Les tocó entonces el turno a Umina y a Sebastián. Y contaron a Uyán sus averiguaciones y planes para visitar el convento de Santo Domingo y localizar la tumba de Sírax, donde junto a la Crónica y el quipu rojo parecía encerrarse la última pista para dar con el paradero de la Ciudad Perdida de los incas.

—Algo así me temía —dijo la madre, mirándolos preocupada—. Vilcabamba son palabras mayores. Además, no habéis podido elegir peor momento.

—¿Te refieres a la ejecución de Farfán de los Godos? —le preguntó su hija.

—Eso por un lado —respondió la madre—. Pero también están las demás algaradas que se quieren prevenir con esos ahorcamientos. Y atajar las pretensiones de otros como José Gabriel Condorcanqui. ¿Sabe quién es?

—Conoce la historia —le informó Umina.

—Sí —añadió Sebastián—. Me encontré a Condorcanqui en Abancay, con aires de gran señor. Y me ayudó a salir con bien de la encerrona tendida por Carvajal.
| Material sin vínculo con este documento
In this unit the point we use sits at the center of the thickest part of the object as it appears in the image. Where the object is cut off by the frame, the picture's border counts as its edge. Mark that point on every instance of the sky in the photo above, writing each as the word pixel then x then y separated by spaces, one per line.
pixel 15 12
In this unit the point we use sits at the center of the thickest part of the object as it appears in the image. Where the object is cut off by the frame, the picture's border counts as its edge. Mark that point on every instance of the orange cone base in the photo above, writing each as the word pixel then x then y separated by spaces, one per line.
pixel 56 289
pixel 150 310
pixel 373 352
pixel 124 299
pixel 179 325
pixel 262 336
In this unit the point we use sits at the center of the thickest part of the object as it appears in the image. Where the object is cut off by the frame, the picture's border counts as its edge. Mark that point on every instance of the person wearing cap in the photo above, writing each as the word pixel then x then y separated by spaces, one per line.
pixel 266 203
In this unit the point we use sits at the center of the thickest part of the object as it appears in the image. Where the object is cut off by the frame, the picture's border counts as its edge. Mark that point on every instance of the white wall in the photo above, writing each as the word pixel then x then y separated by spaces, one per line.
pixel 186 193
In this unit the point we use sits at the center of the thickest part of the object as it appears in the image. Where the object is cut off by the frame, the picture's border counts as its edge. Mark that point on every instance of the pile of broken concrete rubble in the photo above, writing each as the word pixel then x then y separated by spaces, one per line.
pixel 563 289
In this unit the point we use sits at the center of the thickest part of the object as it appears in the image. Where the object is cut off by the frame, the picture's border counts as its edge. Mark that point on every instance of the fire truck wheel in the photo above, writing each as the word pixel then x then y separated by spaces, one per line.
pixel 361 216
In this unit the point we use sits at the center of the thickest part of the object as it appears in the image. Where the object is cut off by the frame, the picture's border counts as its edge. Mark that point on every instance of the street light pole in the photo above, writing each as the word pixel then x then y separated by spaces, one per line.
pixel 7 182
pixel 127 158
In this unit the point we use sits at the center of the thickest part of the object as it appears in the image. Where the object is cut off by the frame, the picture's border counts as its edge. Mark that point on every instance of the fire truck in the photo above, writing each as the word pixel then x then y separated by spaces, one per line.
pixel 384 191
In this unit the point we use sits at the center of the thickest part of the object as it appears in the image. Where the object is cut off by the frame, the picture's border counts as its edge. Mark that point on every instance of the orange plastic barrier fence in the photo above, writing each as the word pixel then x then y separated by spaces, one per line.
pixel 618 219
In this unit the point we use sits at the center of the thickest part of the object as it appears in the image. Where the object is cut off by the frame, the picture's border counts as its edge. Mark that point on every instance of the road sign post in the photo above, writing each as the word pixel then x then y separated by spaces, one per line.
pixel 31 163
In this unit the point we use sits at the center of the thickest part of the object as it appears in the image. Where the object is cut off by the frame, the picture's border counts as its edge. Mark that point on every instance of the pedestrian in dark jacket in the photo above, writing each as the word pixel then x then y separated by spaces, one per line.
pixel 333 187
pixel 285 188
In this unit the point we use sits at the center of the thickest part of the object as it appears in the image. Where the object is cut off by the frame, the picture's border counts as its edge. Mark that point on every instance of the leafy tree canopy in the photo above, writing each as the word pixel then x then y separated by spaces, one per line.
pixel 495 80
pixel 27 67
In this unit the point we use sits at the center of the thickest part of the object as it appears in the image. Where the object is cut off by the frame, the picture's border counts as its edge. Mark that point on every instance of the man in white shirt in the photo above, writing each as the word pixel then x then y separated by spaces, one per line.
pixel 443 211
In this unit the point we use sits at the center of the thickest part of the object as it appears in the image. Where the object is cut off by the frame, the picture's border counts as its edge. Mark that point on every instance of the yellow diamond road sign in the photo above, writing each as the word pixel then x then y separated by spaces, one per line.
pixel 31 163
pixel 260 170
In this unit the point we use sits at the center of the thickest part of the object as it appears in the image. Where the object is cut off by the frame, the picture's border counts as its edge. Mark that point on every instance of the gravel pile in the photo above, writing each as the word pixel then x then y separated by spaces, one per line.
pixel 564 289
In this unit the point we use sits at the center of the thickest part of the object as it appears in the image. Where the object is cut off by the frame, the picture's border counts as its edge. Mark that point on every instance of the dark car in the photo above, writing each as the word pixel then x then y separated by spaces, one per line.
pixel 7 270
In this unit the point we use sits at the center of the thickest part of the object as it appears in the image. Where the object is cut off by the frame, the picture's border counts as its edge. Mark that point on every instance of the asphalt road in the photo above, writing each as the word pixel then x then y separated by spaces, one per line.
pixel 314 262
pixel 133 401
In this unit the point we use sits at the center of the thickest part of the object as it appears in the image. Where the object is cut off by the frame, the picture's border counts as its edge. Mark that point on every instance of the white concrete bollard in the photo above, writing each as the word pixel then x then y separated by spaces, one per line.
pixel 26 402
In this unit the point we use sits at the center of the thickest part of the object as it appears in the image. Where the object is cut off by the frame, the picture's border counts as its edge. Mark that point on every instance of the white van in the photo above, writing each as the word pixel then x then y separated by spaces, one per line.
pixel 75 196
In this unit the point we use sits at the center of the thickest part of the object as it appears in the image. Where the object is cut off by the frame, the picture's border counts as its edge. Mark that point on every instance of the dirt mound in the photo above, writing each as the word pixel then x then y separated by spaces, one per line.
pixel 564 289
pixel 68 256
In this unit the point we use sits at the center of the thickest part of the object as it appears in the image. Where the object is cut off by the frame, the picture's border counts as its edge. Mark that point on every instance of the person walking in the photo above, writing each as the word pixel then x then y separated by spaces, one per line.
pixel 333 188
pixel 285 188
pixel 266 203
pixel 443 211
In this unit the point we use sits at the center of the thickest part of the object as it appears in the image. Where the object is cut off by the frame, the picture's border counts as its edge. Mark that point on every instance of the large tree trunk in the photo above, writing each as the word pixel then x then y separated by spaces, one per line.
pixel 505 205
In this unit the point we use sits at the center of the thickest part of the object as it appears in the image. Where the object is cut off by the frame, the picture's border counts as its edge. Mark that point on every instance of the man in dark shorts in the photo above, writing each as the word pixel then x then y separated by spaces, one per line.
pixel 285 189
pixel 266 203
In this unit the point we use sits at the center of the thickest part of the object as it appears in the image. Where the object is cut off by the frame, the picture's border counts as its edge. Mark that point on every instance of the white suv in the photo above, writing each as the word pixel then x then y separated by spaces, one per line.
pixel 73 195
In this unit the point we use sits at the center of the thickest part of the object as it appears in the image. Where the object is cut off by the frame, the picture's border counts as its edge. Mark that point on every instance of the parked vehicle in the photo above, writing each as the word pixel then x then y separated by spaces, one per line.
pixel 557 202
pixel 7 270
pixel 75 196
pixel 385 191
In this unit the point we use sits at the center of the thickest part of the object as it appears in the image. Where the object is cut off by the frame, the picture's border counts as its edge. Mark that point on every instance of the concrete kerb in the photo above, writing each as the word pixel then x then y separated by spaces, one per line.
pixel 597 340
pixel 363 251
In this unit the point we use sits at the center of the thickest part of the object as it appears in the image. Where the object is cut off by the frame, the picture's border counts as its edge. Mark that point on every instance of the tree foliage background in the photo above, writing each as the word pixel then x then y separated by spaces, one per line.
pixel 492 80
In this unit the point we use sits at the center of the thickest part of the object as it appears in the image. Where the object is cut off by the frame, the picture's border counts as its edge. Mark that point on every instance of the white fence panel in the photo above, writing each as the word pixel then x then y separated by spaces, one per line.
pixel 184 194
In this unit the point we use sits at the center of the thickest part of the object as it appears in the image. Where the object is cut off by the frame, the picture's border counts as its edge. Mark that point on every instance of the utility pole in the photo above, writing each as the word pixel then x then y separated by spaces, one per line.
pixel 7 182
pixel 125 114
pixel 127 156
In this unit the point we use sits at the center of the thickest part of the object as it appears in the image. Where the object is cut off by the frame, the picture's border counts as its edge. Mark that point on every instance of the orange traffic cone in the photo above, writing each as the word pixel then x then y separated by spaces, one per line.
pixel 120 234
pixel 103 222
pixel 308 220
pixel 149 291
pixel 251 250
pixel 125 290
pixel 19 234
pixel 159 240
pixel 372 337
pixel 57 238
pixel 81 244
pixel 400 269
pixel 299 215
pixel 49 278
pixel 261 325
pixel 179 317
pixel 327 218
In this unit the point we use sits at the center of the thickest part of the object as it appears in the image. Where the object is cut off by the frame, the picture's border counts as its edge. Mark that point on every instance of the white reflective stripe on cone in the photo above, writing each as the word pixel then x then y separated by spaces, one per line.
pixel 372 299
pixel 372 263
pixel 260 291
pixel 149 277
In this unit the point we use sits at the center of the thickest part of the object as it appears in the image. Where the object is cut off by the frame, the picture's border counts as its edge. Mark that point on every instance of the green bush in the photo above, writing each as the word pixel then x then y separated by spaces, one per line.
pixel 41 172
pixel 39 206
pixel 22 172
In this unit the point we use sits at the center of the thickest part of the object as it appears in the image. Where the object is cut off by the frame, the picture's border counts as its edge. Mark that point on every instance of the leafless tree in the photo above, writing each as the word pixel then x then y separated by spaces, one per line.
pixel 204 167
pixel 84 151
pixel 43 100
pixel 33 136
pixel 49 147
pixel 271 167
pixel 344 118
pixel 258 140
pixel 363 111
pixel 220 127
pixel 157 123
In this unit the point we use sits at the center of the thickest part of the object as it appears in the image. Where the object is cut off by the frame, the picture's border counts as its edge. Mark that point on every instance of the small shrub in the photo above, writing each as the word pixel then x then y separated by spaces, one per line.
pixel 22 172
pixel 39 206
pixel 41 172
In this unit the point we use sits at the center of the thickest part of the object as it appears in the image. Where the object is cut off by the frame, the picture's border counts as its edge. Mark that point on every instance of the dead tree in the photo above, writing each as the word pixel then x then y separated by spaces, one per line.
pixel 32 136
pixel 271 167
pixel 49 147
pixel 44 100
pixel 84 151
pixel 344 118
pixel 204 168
—He oído lo de la Yahuar Fiesta —intervino Uyán—. No sabía que hubiera estado usted allí, ni conozco en persona a ese cacique, pero lo suyo es preocupante. Se hace llamar Túpac Amaru.

—Sí, sí, lo sé —la informó él—. Un oidor de la Audiencia de Lima me puso al tanto en casa de don Luis de Zúñiga. Nos contó sus pleitos para ser reconocido el único descendiente legítimo de los incas de Vilcabamba.

—A eso me refería cuando hablaba de los problemas que os traerá buscar esa ciudad. Si Condorcanqui anda reclamando la herencia del trono de Vilcabamba, no va a ser el mejor momento para hurgar en esos asuntos. Además, no ha faltado gente que ha pretendido implicarlo en el motín de Farfán de los Godos, aunque no se ha podido probar nada.

—¿Y el convento de Santo Domingo? —preguntó Umina.

—En ningún caso os dejarán entrar en la cripta —le respondió su madre—. Los frailes están hartos de los que quieren remover las tumbas para seguir la pista del tesoro de los incas. No sólo no os dejarán entrar, sino que avisarán a las autoridades.

—Pero mucha gente sabe que es allí donde está entenada la antigua familia real inca: Túpac Amaru, Sayri Túpac y Beatriz Clara Coya.

—Sí. Y también que está construido sobre el Coricancha —añadió Uyán—. Y el Templo del Sol era el lugar más sagrado de Cuzco y del imperio. Con toda la indiada alborotada, las autoridades españolas no están dispuestas a que nadie reivindique las dinastías incas. Han prevenido a los dominicos para que no se revuelva en esas tumbas. Os exponéis inútilmente yendo allí.

—No nos queda otro remedio —dijo Umina. Y dirigiéndose a Sebastián, le pidió—: Enséñale a mi madre la Crónica, el quipu rojo y las tres hojas con la relación de huacas.

Se disculpó el ingeniero para levantarse de la mesa y regresó al poco con aquellos objetos, que entregó a Uyán.

—De esto es de lo que te hemos hablado —le explicó la joven—. A Sebastián le ha costado mucho hacerse con estos documentos. Pero no valen nada sin lo que contiene la tumba de Sírax. Tenemos que encontrarla.

Uyán miró y remiró aquellas cuerdas con nudos, no sin aprensión.

—¿Conoces a alguien que entienda de quipus? —insistió su hija.

—Esto es muy complicado, necesitaréis un quipucamayo de verdad. Conozco a uno. Si él no sabe, nadie podrá ayudaros.